AI a challenge for neighboring state’s wiretap law
Maryland state legislators are grappling with a difficult issue, trying to figure out how to update the state’s wiretap law to accommodate all of the changes created by widespread adoption of new technologies.
That’s complicated enough, but at the same time, another issue is lurking behind the wiretap law. It is a dark, frightening presence with new, even more difficult challenges.
Its initials are A.I.
The Maryland House of Delegates Judiciary Committee recently had a briefing on the wiretapping law, as lawmakers consider amending it when the 2026 session convenes next month.
Maryland law currently requires two-party consent, or more accurately, “all-party” consent. Everyone in a conversation must agree to it being recorded.
Maryland is one of just 10 states with that law, and the price for a violation is stiff. A person who records another without their permission could face up to five years in prison, up to a $10,000 fine, or both.
But the law was passed before the invention of the cellphone, and before the invention of the Ring doorbell, to name just two technologies that complicate enforcement.
And the way people use their video cameras to record so many interactions of modern life compound the problem.
David Gray, a professor at the University of Maryland law school who participated in the briefing, told lawmakers that if a doorbell camera captures video and audio of an alleged crime, the video can be admissible in court under the current law, but not the audio.
The same is true of cellphone recordings of crimes, such as a domestic violence victim using her cellphone to record her spouse’s abuse or bystanders recording misconduct by police officers, as in the George Floyd case.
“My understanding of the history of the law is that it was adopted at a time where video recording was relatively unavailable, and so it just wasn’t on the minds of the legislature at the time,” Gray explained, according to the a story by the news website Maryland Matters.
“You’re right to recognize that technology might have overtaken us, and trying to write that law now in our current technological environment,” Gray said. “I would not envy you or your staffers.”
According to Maryland Matters, Joyce King, chief counsel with the Frederick County State’s Attorney’s Office, made the argument for changing the law to remove two-party consent.
She told the committee that certain recordings should not need any consent, especially when they deal with domestic violence, child or elder abuse, or other violent crimes.
“Maryland is an outlier,” she said. “These cases are limited to crimes committed against a person, that the recording is not just to embarrass or to be salacious … not to capture your private conversations at the dinner table. It’s a material fact of a crime.”
But Baltimore City Public Defender Marguerite Lanaux said two-party consent provides privacy protection from “fabricated evidence” through artificial intelligence and audio manipulation that “helps prevent malicious actors from creating or editing recordings to frame individuals.”
That leads to the next weighty issue.

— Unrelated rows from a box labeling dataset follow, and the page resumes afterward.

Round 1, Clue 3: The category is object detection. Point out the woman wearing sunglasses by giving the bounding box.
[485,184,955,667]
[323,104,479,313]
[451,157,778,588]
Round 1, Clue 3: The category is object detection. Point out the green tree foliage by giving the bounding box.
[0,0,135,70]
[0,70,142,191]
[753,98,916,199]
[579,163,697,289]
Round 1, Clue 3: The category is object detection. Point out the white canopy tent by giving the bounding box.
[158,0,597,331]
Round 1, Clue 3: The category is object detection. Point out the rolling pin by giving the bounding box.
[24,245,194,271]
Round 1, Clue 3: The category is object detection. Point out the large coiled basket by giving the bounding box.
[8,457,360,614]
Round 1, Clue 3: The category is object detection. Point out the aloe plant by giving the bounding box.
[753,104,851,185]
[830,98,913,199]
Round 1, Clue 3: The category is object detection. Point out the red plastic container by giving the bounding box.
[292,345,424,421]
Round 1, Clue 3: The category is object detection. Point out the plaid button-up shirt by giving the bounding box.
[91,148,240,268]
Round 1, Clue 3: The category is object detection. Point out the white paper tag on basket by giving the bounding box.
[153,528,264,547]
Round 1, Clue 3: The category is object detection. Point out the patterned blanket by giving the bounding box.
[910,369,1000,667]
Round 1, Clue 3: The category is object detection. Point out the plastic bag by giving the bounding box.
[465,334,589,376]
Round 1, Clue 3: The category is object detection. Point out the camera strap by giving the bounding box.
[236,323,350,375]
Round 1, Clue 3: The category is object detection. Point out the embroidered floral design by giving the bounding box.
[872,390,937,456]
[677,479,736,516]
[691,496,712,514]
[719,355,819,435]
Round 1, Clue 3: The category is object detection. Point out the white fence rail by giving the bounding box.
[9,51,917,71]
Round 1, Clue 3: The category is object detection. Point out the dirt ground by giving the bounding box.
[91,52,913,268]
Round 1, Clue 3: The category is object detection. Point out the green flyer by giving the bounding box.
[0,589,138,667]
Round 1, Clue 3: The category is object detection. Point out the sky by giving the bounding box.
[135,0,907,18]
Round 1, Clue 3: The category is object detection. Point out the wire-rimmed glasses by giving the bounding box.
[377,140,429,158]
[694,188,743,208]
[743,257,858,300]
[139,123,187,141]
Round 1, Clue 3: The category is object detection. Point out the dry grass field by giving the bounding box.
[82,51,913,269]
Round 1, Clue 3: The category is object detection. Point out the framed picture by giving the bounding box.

The widespread adoption of artificial intelligence tools raises the question of whether in the near future any video or audio recording — no matter who consents to it — can be fully trusted.
AI deep fakes are getting more sophisticated all the time and becoming tougher to distinguish from a real recording.
When AI gets even more realistic, how will police tell what is evidence and what is a false accusation? How will prosecutors, defense lawyers, judges and jurors decide what they can trust?
As Gray said to the committee, technology is moving fast, almost too fast for the law to keep pace.
And yet the time is fast approaching when that law will be needed. The legislators need to get ready.